Bronze figure of a hatless serviceman, head bowed and hands clasped on a reversed rifle propped on his boot. He appears to stand on a battlefield, replete with a discarded army jacket, steel helmet and gasmask. The statue stands upon a white tapering stone pedestal on a square base. Carved into the upper part of the pedestal are the words: TO / OUR GLORIOUS DEAD. Below are two identical bronze wreaths, the top inscribed ‘1914 – 1918’, the bottom ‘1939 – 1945’. On the pedestal’s bottom-most section is a bronze plaque installed in 2010 - it reads: IN HONOUR OF / THE MEN AND WOMEN OF STREATHAM / WHO GAVE THEIR LIVES IN THE SERVICE / OF THEIR COUNTRY IN TWO WORLD WARS / 1914 -1918 AND 1939-1945 / AND IN OTHER CONFLICTS / At the going down of the sun and in the morning / we will remember them / FROM THE PEOPLE OF STREATHAM 2010. The memorial stands on a small grass square bounded by very low iron railings with a short stone pillar at each corner.
This List entry has been amended to add the source for War Memorials Online. This source was not used in the compilation of this List entry but is added here as a guide for further reading, 20 February 2017.
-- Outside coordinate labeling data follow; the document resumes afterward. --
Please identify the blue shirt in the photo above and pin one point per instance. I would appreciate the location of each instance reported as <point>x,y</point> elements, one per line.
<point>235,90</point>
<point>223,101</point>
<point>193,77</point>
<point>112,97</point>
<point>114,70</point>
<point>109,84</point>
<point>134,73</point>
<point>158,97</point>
In 1919 the Streatham War Memorial General Council was set up by local residents with the aim of building a grand Hall of Remembrance, complete with a public hall and other buildings for the use of Streatham's residents and ex-servicemen. Land was purchased at the Chimes estate near Streatham Common, however the scheme proved controversial as it was deemed by some to be too costly and grandiose. A more modest plan was subsequently proposed of converting the main Chimes building into a servicemen's club, replete with a memorial garden and war memorial. This reduced scheme was, however, dogged by funding problems and a lack of public interest, and by 1922 there was still not enough money raised from the general public and others to pay for the memorial. A solution was eventually found by selling the Chimes estate building to the United Services Club and part of the now surplus-to-requirements land to London County Council, with the latter also gaining responsibility for maintaining the proposed garden of remembrance.
By July 1922 the current war memorial design had been finalised; the sculptor was Albert Toft and the memorial was unveiled on 14 October 1922 in a ceremony attended by General Sir Charles Carmichael Monro, 1st Baronet, GCB, GCSI, GCMG and the Bishop of Southwark, with an estimated crowd of 6,000 in attendance. The names of the fallen were originally recorded separately on a Roll of Honour held at Streatham Tate Library (since lost). On 5 July 1944 the United Services Club was severely damaged by a V1 flying bomb and was subsequently demolished; the grounds were subsequently used for a housing estate, with the war memorial remaining as the centre-piece of a small memorial garden. In 1959 the memorial was re-dedicated to commemorate those who died in the Second World War. In 1971 care of the war memorial garden was transferred to Lambeth Council; in 2006 a small pillar was unveiled in the gardens commemorating civilians killed in violent conflict throughout the world (not listed).
Albert Toft was a prolific designer of war memorials and has a large number of listed examples to his name, three of which are nearly identical to that at Streatham: Leamington Spa , Stone, Staffordshire and Ipswich Boer War – all Grade II – as well as Thornton Cleveleys, Lancashire.
Streatham War Memorial is listed at Grade II for the following principal reasons:
* Historic interest: as an eloquent witness to the tragic impact of world events on the local community, and the sacrifices it made in the conflicts of the C20;
* Architectural interest: a well-executed and poignant statue of a soldier in a pose of contemplation, by the renowned war memorial sculptor Albert Toft.